Young could face multiple charges of vehicular homicide or vehicular manslaughter. The charges seek to punish those who are speeding, intoxicated or whose actions are negligent at the time of an accident where another motorist, passenger or pedestrian is killed.
The Uvalde County District Attorney's Office confirmed a grand jury did hear the case, however, no information was released Monday as to whether Young will be indicted. It was not immediately clear where the grand jury is in the process.
According to investigators, Young was driving a pickup truck that crashed into a church bus en route from a retreat. Thirteen people were killed in the deadly crash near Garner State Park. The victims were members of First Baptist Church in New Braunfels.
A National Transportation Safety Board investigation said Young admitted he was texting and on prescription drugs at the time of the crash. Investigators said the medication and marijuana were found in the suspect's truck.
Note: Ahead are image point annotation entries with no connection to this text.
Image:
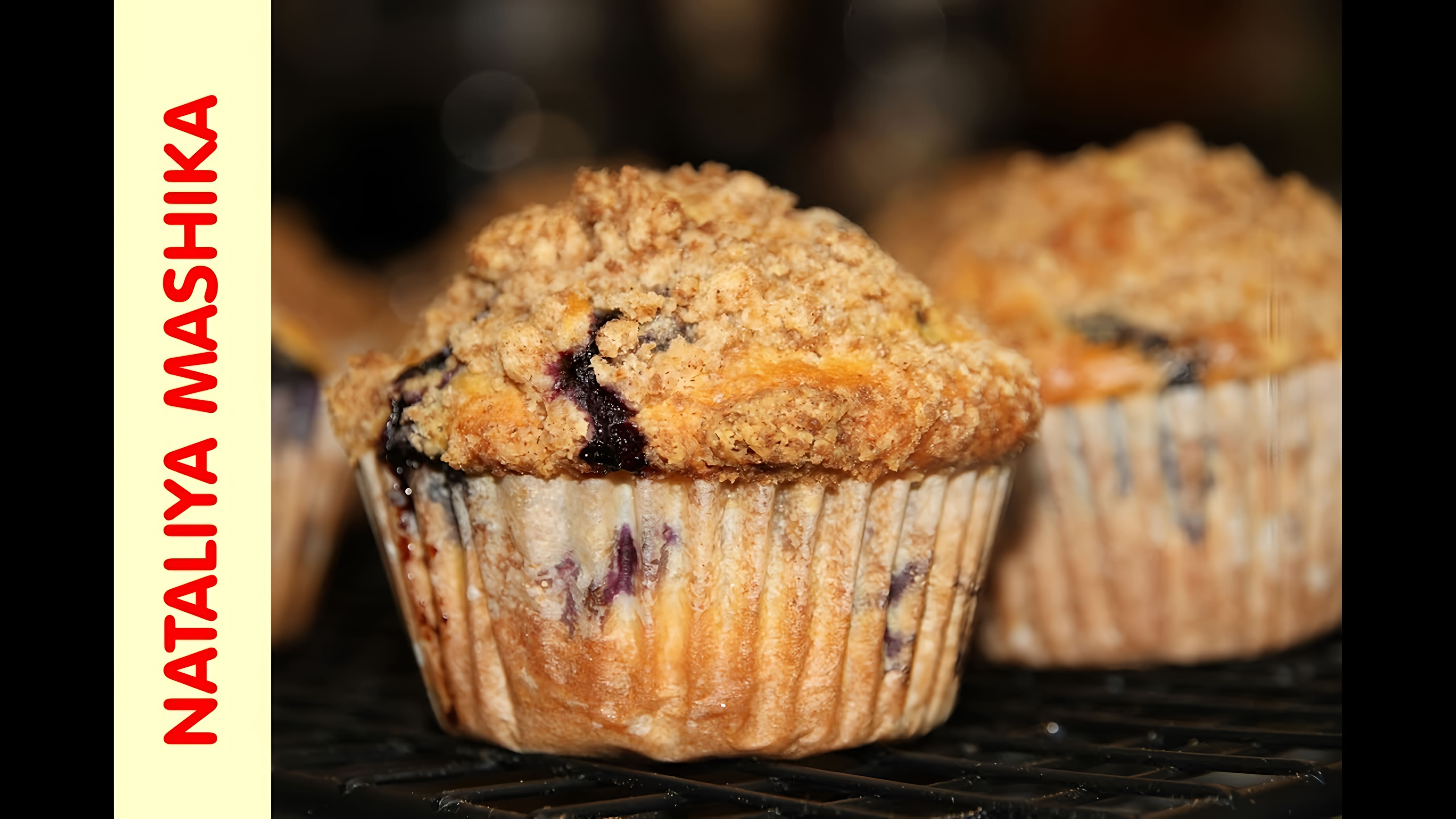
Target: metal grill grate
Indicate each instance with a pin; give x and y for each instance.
(353, 737)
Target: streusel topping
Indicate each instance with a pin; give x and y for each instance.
(1152, 264)
(689, 323)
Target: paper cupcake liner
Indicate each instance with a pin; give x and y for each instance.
(681, 619)
(1196, 525)
(311, 495)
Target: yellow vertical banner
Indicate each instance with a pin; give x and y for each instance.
(191, 414)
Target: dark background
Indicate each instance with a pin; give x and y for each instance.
(389, 116)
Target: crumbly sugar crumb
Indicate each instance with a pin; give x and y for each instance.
(1125, 270)
(733, 333)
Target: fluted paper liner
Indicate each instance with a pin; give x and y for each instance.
(683, 619)
(1196, 525)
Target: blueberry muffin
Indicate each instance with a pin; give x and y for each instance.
(1183, 311)
(676, 468)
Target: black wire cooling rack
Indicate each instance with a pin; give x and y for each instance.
(353, 737)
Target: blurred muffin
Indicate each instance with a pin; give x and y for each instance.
(1184, 314)
(322, 309)
(679, 470)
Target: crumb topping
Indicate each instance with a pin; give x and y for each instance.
(1157, 263)
(689, 323)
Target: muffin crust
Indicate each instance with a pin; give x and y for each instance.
(736, 334)
(1119, 272)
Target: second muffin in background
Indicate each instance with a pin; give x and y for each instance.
(681, 470)
(1184, 315)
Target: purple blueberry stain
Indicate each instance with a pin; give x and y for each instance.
(902, 581)
(622, 576)
(897, 648)
(395, 445)
(617, 444)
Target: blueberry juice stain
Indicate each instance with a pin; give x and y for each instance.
(401, 454)
(617, 444)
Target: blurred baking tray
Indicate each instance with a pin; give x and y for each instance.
(353, 737)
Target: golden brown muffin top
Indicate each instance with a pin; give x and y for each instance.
(1128, 270)
(691, 323)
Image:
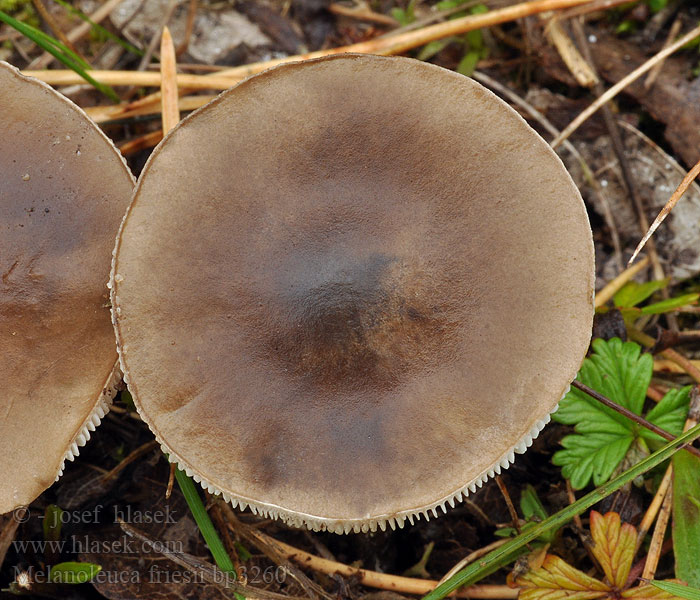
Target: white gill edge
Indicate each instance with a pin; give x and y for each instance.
(93, 420)
(316, 523)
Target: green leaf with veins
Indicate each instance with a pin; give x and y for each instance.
(603, 437)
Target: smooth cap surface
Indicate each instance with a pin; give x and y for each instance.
(63, 191)
(348, 289)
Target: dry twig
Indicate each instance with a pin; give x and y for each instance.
(623, 83)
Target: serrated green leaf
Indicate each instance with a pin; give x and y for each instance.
(74, 572)
(603, 436)
(632, 293)
(669, 414)
(686, 517)
(670, 304)
(593, 456)
(677, 589)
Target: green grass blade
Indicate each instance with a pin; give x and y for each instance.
(97, 27)
(63, 54)
(677, 589)
(206, 527)
(476, 571)
(201, 516)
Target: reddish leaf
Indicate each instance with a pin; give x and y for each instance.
(613, 546)
(557, 580)
(649, 592)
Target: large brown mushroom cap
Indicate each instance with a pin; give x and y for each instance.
(348, 290)
(63, 191)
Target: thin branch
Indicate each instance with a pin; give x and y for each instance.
(623, 83)
(389, 45)
(629, 414)
(168, 88)
(614, 286)
(668, 207)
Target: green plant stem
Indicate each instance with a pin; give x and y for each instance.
(65, 55)
(476, 571)
(201, 516)
(629, 414)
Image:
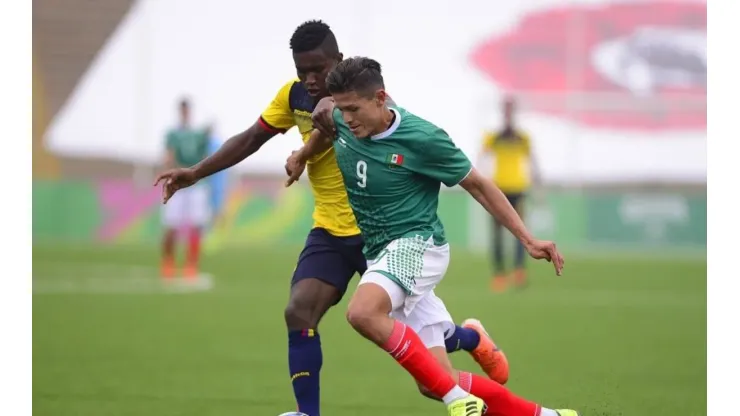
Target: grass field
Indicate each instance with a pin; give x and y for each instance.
(620, 336)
Young has not been arrested in the case. That could change with the grand jury's decision.
"Any prosecuting attorney can get a grand jury to indict a ham sandwich because the grand jurors are very dependent on the prosecuting attorney that is assigned to them," Geary Reamey said.
Reamey is a law professor at St. Mary's University school of Law and explained the grand jury's job is to investigate crimes within its district.
The proceedings are secret and grand jurors impanel for up to six months and can hear multiple cases, he said.
The group has the power to subpoena witnesses and evidence as the state makes its case for an indictment.
"In a case like this, you would expect to have a considerable amount of documentary evidence based on the forensics that were found at the scene of this accident," Reamey said.
The professor said the grand jury's investigation is a one-sided affair where the Uvalde District Attorney's Office presents evidence. Reamey said grand juries, generally, do what is recommended by the DA's office.
The group does have the power to act independently from the information presented to them.
Young can be called as a witness by the grand jury. Such an act is unlikely, Reamey said, because the suspect can not have an attorney present. Young can not present evidence in his favor.
Ultimately, the grand jury can indict Young, return a "no bill" which clears the suspect or continue to investigate the case.